Página do diário de Cecílio de Souza de 22 de março de 1972

Luiz Antônio Costa | O Som da Memória
Nenê Constantino, ou Constantino de Oliveira, construiu um império de transporte a partir de Patrocínio. Começou com o Expresso União, depois incorporou centenas de empresas de ônibus e, há alguns anos, passou o comando para os filhos. O conglomerado, já poderoso, chegou ao transporte aéreo, fundando a famosa Gol. Mais recentemente, a família diversificou ainda mais, entrando no ramo de transporte sobre trilhos, sendo atualmente dona do metrô de Belo Horizonte.

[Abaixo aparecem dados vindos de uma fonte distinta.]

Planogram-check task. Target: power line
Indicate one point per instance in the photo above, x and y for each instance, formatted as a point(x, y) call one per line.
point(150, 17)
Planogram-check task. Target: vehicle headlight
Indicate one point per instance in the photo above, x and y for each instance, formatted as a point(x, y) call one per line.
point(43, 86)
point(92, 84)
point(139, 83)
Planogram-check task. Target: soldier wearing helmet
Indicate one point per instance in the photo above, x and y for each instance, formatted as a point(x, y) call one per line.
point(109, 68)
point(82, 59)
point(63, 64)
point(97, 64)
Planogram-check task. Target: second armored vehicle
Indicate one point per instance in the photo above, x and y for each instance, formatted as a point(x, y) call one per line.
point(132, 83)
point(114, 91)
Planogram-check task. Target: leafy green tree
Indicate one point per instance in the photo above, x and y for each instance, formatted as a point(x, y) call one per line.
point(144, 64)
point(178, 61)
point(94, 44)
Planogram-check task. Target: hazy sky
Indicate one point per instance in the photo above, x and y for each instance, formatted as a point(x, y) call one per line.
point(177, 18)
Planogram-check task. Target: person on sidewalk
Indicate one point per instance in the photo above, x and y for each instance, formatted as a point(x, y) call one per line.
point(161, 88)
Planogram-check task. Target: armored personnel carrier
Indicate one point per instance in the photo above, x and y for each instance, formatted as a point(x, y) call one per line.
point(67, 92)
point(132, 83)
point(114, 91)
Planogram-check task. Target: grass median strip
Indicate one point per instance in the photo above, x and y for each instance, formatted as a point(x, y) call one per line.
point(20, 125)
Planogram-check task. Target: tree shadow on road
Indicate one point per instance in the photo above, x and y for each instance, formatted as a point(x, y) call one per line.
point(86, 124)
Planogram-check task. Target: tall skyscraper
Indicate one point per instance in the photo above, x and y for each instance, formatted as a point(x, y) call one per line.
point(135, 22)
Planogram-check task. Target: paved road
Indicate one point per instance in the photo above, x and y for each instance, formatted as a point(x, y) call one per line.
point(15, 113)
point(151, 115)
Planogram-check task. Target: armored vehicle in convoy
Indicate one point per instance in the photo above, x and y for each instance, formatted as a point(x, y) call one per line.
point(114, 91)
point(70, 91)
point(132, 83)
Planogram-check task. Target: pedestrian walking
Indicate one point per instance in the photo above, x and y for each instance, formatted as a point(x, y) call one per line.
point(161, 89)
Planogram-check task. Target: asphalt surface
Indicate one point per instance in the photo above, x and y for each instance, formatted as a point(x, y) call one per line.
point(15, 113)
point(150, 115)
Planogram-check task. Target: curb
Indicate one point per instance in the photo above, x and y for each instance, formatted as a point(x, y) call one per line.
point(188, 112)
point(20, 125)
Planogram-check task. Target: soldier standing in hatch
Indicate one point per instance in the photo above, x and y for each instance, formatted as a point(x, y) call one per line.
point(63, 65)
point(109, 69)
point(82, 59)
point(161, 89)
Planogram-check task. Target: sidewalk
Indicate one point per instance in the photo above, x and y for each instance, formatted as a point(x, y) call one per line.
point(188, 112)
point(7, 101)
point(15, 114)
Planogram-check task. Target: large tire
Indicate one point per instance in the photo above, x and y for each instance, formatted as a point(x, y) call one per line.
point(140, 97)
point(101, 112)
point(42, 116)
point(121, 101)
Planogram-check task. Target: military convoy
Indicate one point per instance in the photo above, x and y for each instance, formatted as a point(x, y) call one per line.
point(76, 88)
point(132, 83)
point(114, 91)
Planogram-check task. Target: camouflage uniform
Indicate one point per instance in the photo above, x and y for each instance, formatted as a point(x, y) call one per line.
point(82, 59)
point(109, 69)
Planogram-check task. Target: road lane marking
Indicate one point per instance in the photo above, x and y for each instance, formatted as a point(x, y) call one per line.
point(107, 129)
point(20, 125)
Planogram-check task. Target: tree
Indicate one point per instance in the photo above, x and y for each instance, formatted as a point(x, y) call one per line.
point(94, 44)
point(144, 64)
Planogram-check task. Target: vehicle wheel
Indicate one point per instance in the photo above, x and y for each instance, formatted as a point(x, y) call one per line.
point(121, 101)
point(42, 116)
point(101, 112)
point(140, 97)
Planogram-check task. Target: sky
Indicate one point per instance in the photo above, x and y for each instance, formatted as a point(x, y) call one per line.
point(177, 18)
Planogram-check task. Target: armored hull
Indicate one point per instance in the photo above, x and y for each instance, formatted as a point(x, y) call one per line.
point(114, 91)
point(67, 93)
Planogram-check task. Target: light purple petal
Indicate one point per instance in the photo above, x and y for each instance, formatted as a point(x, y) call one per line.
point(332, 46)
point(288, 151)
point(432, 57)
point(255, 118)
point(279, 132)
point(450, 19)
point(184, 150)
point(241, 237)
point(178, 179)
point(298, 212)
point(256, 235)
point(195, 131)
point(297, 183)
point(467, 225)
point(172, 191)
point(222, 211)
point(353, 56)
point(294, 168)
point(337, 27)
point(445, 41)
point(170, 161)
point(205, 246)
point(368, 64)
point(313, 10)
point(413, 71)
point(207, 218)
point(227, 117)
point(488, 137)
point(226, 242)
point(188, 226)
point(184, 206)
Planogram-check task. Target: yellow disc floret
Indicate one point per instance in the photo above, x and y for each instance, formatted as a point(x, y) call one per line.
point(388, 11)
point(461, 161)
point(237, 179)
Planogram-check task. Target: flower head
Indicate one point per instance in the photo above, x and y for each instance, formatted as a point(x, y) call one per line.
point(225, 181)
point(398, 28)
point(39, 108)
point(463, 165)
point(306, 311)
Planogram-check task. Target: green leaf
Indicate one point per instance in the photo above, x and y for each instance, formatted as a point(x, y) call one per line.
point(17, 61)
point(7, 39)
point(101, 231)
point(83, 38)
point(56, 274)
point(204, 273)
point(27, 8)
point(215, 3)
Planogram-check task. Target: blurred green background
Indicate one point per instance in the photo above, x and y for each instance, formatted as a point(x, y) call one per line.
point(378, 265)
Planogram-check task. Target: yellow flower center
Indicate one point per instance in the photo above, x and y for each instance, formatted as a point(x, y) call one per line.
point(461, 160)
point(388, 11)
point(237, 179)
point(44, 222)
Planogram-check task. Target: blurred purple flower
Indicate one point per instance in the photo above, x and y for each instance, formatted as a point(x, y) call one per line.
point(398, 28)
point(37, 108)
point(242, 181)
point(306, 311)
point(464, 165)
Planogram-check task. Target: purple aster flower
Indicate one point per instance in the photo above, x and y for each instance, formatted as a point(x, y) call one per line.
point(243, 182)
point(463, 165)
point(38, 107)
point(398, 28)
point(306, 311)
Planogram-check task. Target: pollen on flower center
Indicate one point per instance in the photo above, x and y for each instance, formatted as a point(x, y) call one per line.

O que quero destacar é que muitas pessoas de Patrocínio começaram e ainda trabalham para essa família, inclusive algumas foram levadas para São Paulo. Um desses patrocinenses é o acadêmico Cecílio de Souza, membro da Academia Patrociniense de Letras (APL). Depois de 40 anos em São Paulo, prestando serviços para a família – mais especificamente para o patriarca Nenê Constantino – ele retornou à sua terra natal. E é dele que vou contar uma história fascinante.

Cecílio não é acadêmico por acaso. Sempre foi apaixonado pelas letras, desde criança. Seu pai, Ignácio de Souza – o famoso "Ignácio Verdureiro" –, dono de uma loja no mercado municipal de Patrocínio, também era um grande contador de histórias. Nos tempos de carroceiro na Casa Ribeiro, ele conquistava os colegas de trabalho e amigos com suas narrativas, especialmente no horário de almoço, na esquina da Faria Pereira com Cesário Alvim. Inclusive, fiz uma reportagem com ele, que está disponível no canal da Rede Hoje no YouTube.

Livro "Ecos do Cotidiano" de Cecílio de Souza

Foi desse legado que Cecílio herdou a arte de contar histórias. Se você, leitor, quiser comprovar o que estou dizendo, vá à Biblioteca Municipal de Patrocínio e pegue o livro do acadêmico intitulado "Ecos do Cotidiano", publicado pela editora Yendis. O livro é uma "coletânea de pérolas e situações burlescas, comuns do dia a dia de todos nós", como descreve a capa. São 240 páginas de histórias divertidas, que capturam a essência da vida cotidiana, como lembra o saudoso Marlenísio Ferreira na contracapa: "Ínfimos detalhes que compõem a existência".

Ainda jovem, Cecílio tinha o hábito de escrever diários todas as noites, antes de dormir. "Ainda tenho os meus diários encadernados, que cobrem seis anos (1970/76). São 1500 páginas escritas em 1500 dias consecutivos!", conta com orgulho. E completa: "Imagina, esses diários cobrem todo o meu cotidiano, dos 17 aos 23 anos – uma fase mágica da adolescência. Eu não me deitava sem preencher uma página inteira, seja a hora da noite ou madrugada, quando chegava em casa."

Eu sugeri que Cecílio transformasse esses diários em livros, para que ele, sua geração e até a história da cidade pudessem se beneficiar. O acadêmico respondeu que "poderia pensar nisso, sim". Então, o que está esperando, amigo? Pergunto.

Por que sei sobre os diários? No ano passado, quando a turma de Cecílio completou 50 anos do Tiro de Guerra, ele usou um desses diários para contar uma história da turma e fez um grande sucesso. Mas o que me trouxe até aqui foi o seguinte que, hoje, escrevi uma matéria sobre um documentário para TV que estão produzido sobre o "Monstro de Capinópolis", Orlando Sabino, para a TV Brasil. Logo após a publicação desta reportagem, Cecílio me chamou no WhatsApp e contou que havia ido à delegacia para identificá-lo.

Ele registrou, em seu diário, na quarta-feira, 22 de março de 1972, o seguinte: "O assunto do dia é o Monstro de Capinópolis, que tanto se fala e agora está preso em Patrocínio, fazendo reconstituições. Eu, juntamente com Elísio Bacatusca e mais quatro, fomos convidados para um exame de identificação com o louco, para uma mulher apontar o verdadeiro assassino de seu pai. A cidade foi tomada; a cadeia, a delegacia e outros lugares por onde ele passou ficaram interditados. O número de curiosos era impressionante", descreve no texto do diário.

E, na página seguinte, Cecílio brinca: "O dia seguinte ao 'Monstro' em Patrocínio: minha mãe ficou frustrada por não ter podido vê-lo. Rsrs." E encerra a mensagem com um sorriso.